Solaris, un yacht appartenant à Roman Abramovich, naviguait apparemment sans destination précise sur la Méditerranée, depuis plusieurs jours. Mais lundi, il a bien accosté en Turquie, à Bodrum, sous l’accueil de manifestants brandissant des drapeaux ukrainiens. Mardi, un deuxième superyacht appartenant à Abramovich, Eclipse, long de 162,5 mètres, comprenant deux héliports, neuf étages, une piscine, un système anti-missiles, et naviguant sous drapeau bermudien, a posé ses amarres en Turquie, à 80 km du premier, à Mamaris, rapporte Reuters.
Les deux yachts sont passés finement à côté des eaux des pays qui imposent des sanctions, dont le gel ou la saisie des yachts, aux oligarques russes. Mais le milliardaire russe en posséderait encore d’autres, selon les données de sites spécialisés comme Super Yacht.
La Turquie, un refuge pour les oligarques?
Bien qu’elle condamne la guerre, la Turquie n’enjoint pas les sanctions prononcées par l’est, et s’y dit même opposée. De la sorte, elle pourrait attirer les oligarques russes qui veulent continuer à faire des affaires. En tout cas, elle y compte bien. « Nous agissons de manière sensible sur des questions telles que le transfert de l’argent des oligarques en Turquie », indique une source proche du pouvoir à Ankara, à Reuters.
La semaine dernière, Abramovich est même rapidement passé à Istanbul. Selon une source citée par Reuters, en contact avec le miliardaire russe, lui et d’autres oligarques voudraient en effet investir en Turquie. La source ne donne pas plus de détails, mais indique qu’Abramovich voudrait travailler et acheter des actifs en Turquie.
Mais cette « initative » de la Turquie ne fait pas l’unanimité dans le paysage politique. Des opposants à Erdogan, comme Utku Cakirozer, député du principal parti d’opposition CHP, estiment que ce jeu d’équilibriste, et la présence des yachts sous embargo partout ailleurs en Europe, pourrait mener le pays dans une situation délicate, à échelle internationale. Surtout qu’avec les demandes ukrainiennes et géorgiennes d’adhésion à l’Union européenne, la Turquie revient en force avec sa demande également.
Mais la Turquie a des relations économiques et diplomatiques fortes avec l’Ukraine et Russie. Elle a d’ailleurs mainte fois proposé d’organiser des négociations entre les deux parties.

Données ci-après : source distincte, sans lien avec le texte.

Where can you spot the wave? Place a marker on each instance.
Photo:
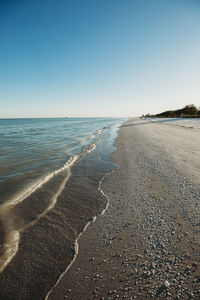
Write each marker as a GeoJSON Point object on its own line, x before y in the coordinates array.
{"type": "Point", "coordinates": [93, 219]}
{"type": "Point", "coordinates": [12, 234]}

Le Premier ministre néerlandais, Mark Rutte, en visite d’Etat à Ankara mardi, a souligné l’importance du dialogue que le pays peut tenir avec les deux parties. « C’est une des seules lignes ouvertes que nous avons vers les deux pays », a-t-il déclaré. « Nous serions très favorables à ce que la Turquie applique toutes les sanctions, mais je pense que nous devons aussi nous réjouir du fait que la Turquie joue son rôle diplomatique. »
La neutralité et la diplomatie d’un côté, tout en attirant des capitaux de l’autre, pourrait en tout cas être une situation gagnant-gagnant pour la Turquie. A voir à quel point l’Occident réagira, si les oligarques s’y établiront de plus en plus.